'On its knees' - Public meeting to look at how to support Hartlepool's fishing industry

A public meeting is to be held to look at supporting Hartlepool’s fishing industry after a meeting heard it is “on its knees” after thousands of deceased sea creatures have been washed up on beaches.

Councillors unanimously backed the move at the latest Hartlepool full council meeting, pledging to do all they can to support the sector after the mass deaths of crabs and lobsters in the area.

They will also write to the Minister of State for the Department for Environment Food and Rural Affairs, to seek an independent investigation into the “environmental and economic disaster”.

The motion was raised by Labour’s Cllr Rachel Creevy, who highlighted how the region’s fishing industry has been decimated since the issue first occurred in autumn 2021.

Hartlepool Civic Centre.

She said: “Our fishing industry is on its knees, we need answers and we need a plan for its recovery from this environmental disaster.”

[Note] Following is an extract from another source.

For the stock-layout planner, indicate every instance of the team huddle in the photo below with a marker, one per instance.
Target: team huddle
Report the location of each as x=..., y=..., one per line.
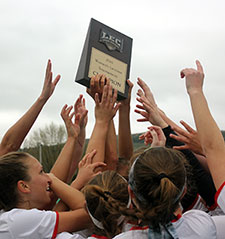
x=172, y=187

Conservative group leader Cllr Mike Young voiced his support for the action, adding Hartlepool MP Jill Mortimer has been contacting Government ministers seeking further investigation and speaking with the town’s fishermen over support packages.

He said: “It’s a major issue and one that we all must take very, very seriously, it’s people’s livelihoods.

“It is not being ignored and we want to push hard on this. We will do whatever we can as a joint effort to make this work.”

A Hartlepool fisherman invited to speak at the meeting said the industry is “part of their heritage” and their “lifetime’s work”.

But they are now “desperate” with the “ecosystem wiped out”.

A Government investigation previously concluded a harmful algal bloom was the most likely explanation for the mass deaths of crustaceans last October.

But fishermen have refuted that theory and pointed to independent reviews which say the blame lies with 250,000 tonnes of dredged sediment in the River Tees, which has led to high levels of the chemical Pyridine.

Following the motion, relevant national and regional bodies will be invited to a planned public meeting over the issue, along with councillors and residents.

It will give an opportunity to explain discrepancies and what action or recommendations can, or have been taken to support the future of the fishing industry.

The council’s economic growth and regeneration committee to explore how to support the “vital and traditional industry”.